Germany and France agree to back IMF aid for Greece
GERMANY and France have agreed to back International Monetary Fund (IMF) aid for Greece, a German finance ministry official said yesterday, signalling a joint position after weeks of dispute over how to resolve the Greek crisis.
The euro region's two biggest economies are now pulling together before a two-day EU summit in Brussels that will begin tomorrow.
Greece has pressed the EU to make specific commitments on aid in order to help reduce its borrowing costs.
Conflicting signals before the EU summit triggered three days of declines in Greek debt that drove the yield on 10-year bonds to 6.44pc yesterday, the highest since February 25.

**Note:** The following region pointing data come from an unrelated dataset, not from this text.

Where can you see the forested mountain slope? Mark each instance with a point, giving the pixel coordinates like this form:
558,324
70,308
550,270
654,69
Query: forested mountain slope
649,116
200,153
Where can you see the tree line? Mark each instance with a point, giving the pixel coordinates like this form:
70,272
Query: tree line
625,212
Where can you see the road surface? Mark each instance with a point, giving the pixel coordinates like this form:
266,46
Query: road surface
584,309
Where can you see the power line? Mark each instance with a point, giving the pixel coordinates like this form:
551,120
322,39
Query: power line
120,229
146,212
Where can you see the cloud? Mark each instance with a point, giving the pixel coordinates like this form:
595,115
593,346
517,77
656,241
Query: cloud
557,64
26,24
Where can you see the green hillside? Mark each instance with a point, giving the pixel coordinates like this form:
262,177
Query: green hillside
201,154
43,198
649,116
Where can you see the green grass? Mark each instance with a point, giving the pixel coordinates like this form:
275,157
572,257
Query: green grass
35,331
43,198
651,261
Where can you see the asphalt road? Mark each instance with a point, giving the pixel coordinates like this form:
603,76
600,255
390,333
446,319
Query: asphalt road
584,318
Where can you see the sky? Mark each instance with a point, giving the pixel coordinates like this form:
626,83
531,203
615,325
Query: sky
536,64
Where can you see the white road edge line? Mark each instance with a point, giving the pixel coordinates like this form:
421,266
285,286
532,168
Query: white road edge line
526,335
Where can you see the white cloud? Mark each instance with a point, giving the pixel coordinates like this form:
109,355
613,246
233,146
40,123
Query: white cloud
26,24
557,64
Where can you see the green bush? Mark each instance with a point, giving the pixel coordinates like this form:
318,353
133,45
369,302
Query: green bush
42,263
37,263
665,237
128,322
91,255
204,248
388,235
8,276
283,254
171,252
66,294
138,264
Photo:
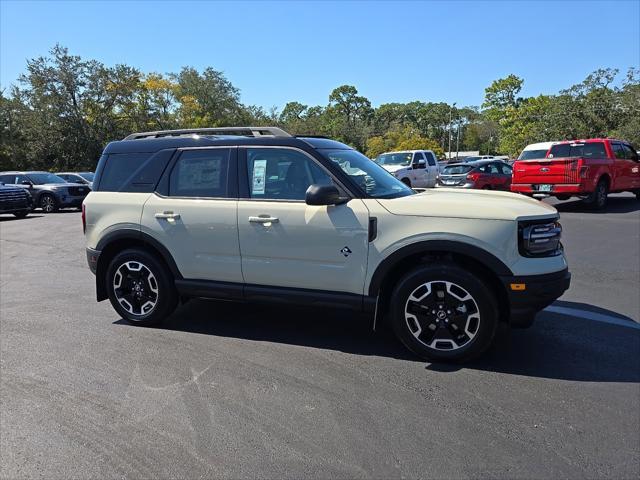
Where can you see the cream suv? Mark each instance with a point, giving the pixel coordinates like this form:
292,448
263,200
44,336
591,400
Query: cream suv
254,214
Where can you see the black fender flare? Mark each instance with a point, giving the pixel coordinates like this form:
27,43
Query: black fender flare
487,259
145,238
138,237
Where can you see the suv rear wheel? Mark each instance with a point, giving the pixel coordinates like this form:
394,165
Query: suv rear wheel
48,203
444,313
140,288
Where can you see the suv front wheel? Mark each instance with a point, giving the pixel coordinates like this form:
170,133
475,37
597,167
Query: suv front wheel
140,288
444,313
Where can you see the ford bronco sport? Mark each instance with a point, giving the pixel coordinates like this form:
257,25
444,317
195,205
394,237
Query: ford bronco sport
255,214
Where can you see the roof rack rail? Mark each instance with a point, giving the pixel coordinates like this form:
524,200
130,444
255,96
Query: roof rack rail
240,131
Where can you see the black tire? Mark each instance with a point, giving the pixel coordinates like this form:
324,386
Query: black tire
48,203
478,321
164,300
598,198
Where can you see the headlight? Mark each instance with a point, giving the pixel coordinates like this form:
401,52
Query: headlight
539,239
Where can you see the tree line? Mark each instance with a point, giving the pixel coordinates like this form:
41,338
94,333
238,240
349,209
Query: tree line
65,109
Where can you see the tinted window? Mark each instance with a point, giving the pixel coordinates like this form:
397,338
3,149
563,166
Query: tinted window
532,154
8,179
431,159
630,153
282,174
586,150
119,169
369,176
456,169
618,151
200,173
506,169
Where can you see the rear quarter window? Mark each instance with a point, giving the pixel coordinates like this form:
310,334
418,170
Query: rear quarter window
133,172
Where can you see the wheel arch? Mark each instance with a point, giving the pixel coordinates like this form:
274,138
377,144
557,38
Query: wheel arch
475,259
115,242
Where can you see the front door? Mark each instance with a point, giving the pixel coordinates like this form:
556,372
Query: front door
286,243
195,216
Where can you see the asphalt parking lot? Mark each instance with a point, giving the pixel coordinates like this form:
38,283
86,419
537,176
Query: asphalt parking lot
235,391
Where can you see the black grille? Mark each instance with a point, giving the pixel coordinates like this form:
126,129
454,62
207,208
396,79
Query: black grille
78,191
13,197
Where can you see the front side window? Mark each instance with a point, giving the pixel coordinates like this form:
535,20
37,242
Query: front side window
374,180
398,158
200,173
41,178
282,174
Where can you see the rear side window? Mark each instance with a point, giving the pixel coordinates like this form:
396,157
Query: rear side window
456,169
586,150
133,172
201,173
618,151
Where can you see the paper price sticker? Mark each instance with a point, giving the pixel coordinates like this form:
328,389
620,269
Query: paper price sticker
259,176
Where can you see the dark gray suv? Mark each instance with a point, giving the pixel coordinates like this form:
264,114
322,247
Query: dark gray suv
49,191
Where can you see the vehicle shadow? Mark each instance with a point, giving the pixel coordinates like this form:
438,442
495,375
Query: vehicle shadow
556,347
14,218
626,204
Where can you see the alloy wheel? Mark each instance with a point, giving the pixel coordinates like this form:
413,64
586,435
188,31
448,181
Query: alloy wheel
47,204
135,288
442,315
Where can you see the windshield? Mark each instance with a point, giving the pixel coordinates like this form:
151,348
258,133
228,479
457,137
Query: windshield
399,158
532,154
41,178
457,169
368,175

"The German government is on the right track in pursuing close co-operation with France to help Greece help itself," Volker Wissing, chairman of the German parliament's finance committee, told reporters in Berlin.
Earlier yesterday, another German official ruled out stand-alone EU aid in the absence of a substantial IMF contribution.

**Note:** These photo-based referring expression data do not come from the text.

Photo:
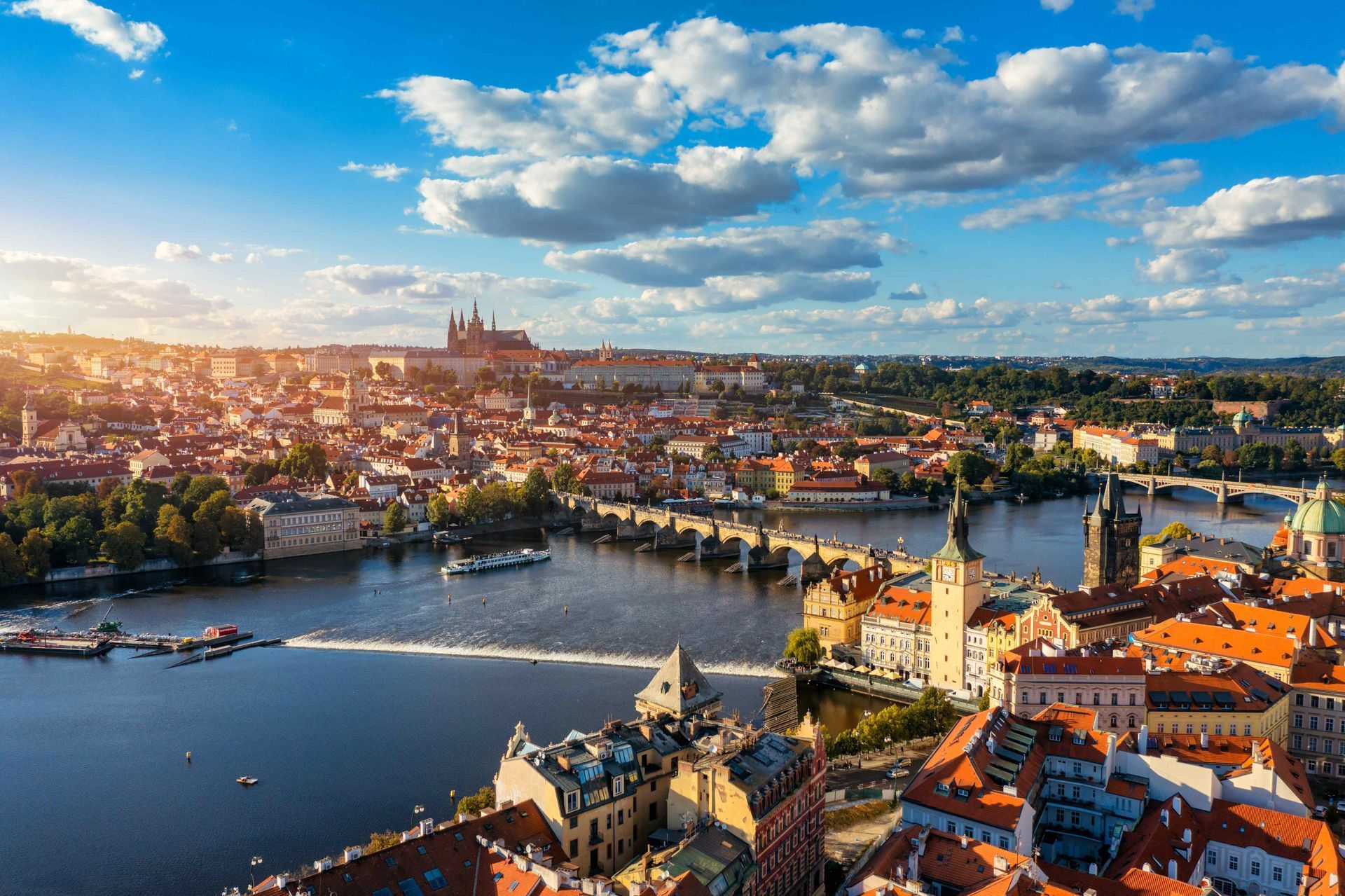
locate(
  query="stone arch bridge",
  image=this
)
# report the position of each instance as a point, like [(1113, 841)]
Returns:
[(720, 540), (1222, 489)]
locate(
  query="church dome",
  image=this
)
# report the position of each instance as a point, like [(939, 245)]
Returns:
[(1320, 516)]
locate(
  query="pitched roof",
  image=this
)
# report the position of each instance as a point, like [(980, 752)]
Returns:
[(680, 687)]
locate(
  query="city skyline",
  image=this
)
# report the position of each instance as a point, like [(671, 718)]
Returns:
[(1126, 178)]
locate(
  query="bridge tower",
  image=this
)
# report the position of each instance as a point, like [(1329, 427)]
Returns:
[(1111, 540), (957, 590)]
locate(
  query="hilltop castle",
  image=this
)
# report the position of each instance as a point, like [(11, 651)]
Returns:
[(471, 338)]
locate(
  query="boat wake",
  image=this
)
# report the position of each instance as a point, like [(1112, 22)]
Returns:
[(315, 641)]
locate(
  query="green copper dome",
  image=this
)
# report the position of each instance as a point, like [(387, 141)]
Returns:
[(1320, 517)]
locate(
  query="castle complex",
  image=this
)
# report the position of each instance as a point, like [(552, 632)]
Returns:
[(471, 338)]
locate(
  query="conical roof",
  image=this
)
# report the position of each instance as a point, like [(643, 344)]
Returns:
[(680, 687)]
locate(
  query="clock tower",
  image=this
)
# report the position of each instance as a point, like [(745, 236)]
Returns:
[(957, 590)]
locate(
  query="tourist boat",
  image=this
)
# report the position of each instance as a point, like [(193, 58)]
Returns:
[(495, 561)]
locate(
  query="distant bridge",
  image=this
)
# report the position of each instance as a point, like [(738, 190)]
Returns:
[(1222, 489), (722, 540)]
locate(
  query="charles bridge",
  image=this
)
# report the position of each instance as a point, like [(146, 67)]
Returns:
[(722, 540)]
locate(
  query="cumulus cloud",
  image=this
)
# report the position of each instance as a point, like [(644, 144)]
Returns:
[(100, 26), (1185, 266), (67, 286), (1260, 213), (577, 200), (385, 171), (685, 261), (1136, 8), (593, 112), (260, 253), (413, 283), (1143, 184), (177, 252), (915, 292), (893, 120)]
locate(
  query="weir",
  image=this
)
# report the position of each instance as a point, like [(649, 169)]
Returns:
[(719, 540)]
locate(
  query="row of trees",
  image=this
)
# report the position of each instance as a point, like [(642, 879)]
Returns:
[(931, 716), (190, 521)]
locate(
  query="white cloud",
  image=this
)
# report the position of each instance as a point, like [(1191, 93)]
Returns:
[(261, 253), (177, 252), (420, 284), (593, 200), (893, 120), (591, 112), (1136, 8), (81, 289), (1184, 266), (685, 261), (1260, 213), (385, 171), (1173, 175), (97, 25)]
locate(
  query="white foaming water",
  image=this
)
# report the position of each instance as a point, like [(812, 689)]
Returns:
[(314, 641)]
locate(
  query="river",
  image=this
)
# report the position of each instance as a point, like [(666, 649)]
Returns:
[(400, 685)]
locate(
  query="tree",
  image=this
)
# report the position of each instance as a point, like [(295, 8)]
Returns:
[(534, 491), (26, 483), (437, 511), (564, 479), (233, 528), (260, 474), (382, 841), (124, 545), (305, 460), (394, 518), (205, 539), (803, 646), (35, 553), (482, 801), (11, 564), (970, 467), (256, 539), (1176, 529)]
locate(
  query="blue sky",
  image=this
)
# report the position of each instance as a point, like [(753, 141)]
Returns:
[(1023, 177)]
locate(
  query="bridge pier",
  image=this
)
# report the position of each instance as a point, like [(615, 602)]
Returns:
[(668, 539), (763, 558), (715, 549)]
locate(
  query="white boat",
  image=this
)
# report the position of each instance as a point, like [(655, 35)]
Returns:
[(495, 561)]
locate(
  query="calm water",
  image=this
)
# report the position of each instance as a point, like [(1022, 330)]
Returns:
[(406, 688)]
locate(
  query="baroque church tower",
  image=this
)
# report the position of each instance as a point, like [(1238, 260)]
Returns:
[(957, 590), (1111, 540)]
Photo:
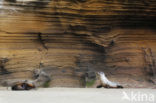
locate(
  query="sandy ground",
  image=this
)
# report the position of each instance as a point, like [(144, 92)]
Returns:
[(77, 95)]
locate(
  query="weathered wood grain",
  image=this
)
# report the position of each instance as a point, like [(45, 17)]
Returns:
[(114, 36)]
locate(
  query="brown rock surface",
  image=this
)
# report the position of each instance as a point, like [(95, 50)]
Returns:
[(76, 36)]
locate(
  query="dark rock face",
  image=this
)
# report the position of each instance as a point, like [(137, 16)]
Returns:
[(78, 37)]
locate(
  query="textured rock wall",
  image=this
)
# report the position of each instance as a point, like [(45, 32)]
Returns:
[(76, 36)]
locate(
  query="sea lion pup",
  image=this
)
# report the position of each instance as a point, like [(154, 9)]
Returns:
[(22, 86), (106, 83)]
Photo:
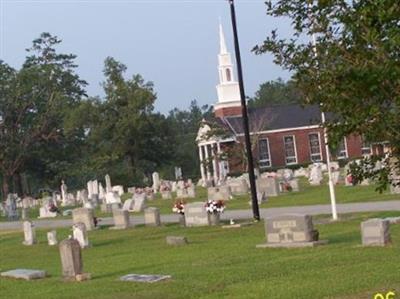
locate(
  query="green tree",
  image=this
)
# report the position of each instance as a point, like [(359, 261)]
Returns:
[(125, 136), (278, 92), (185, 125), (353, 71), (34, 103)]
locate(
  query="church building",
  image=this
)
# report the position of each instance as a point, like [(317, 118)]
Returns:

Germany also wants to rewrite EU treaties in order to stiffen sanctions against countries that flout deficit limits, said the official, who was speaking on condition of anonymity.
Greece has warned in recent weeks that it may have to ask the IMF for financial aid -- which would be an embarrassing setback for European political union -- if it does not get any concrete support from EU leaders at Thursday's summit.
IMF involvement has become a divisive issue. It is supported by a German government that is adamantly against giving money to Greece and opposed by EU officials, who would like an internal solution.
Yesterday, however, a Greek official played down the threat.
"The IMF is one of many options which we have put to one side. We are in Europe, we want to stay there and we will stay there," said George Petalotis, a Greek government spokesman.
In Berlin, a German government official said several EU countries -- who are supporting Germany's tough line -- now appeared to be unopposed to IMF involvement in providing financial support.
The Greek government has said that unless it can borrow at more reasonable rates, it might have to turn to the IMF for help. It has also said that the outcome of the EU summit in Brussels will be crucial.
Athens is seeking details of a plan for help, should it become necessary, to convince markets it will not be allowed to default.
Such a blueprint could boost market confidence and reduce Greece's borrowing costs.
Greece's finance minister George Papaconstantinou also said he looked forward to a "positive outcome" in Brussels, but added: "Regardless of this outcome, Greece will be totally able to continue borrowing without difficulty . . . Greece is not coming to this debate as a beggar."
Greece has ordered major spending cuts and an overhaul of the tax system, promising to slash its budget deficit from an estimated 12.7pc of economic output in 2009 to 8.7 pc in 2010.
Greek bonds rallied yesterday. The 10-year yield dropped to 6.32pc, which is still more than double the yield on Germany's 10-year notes.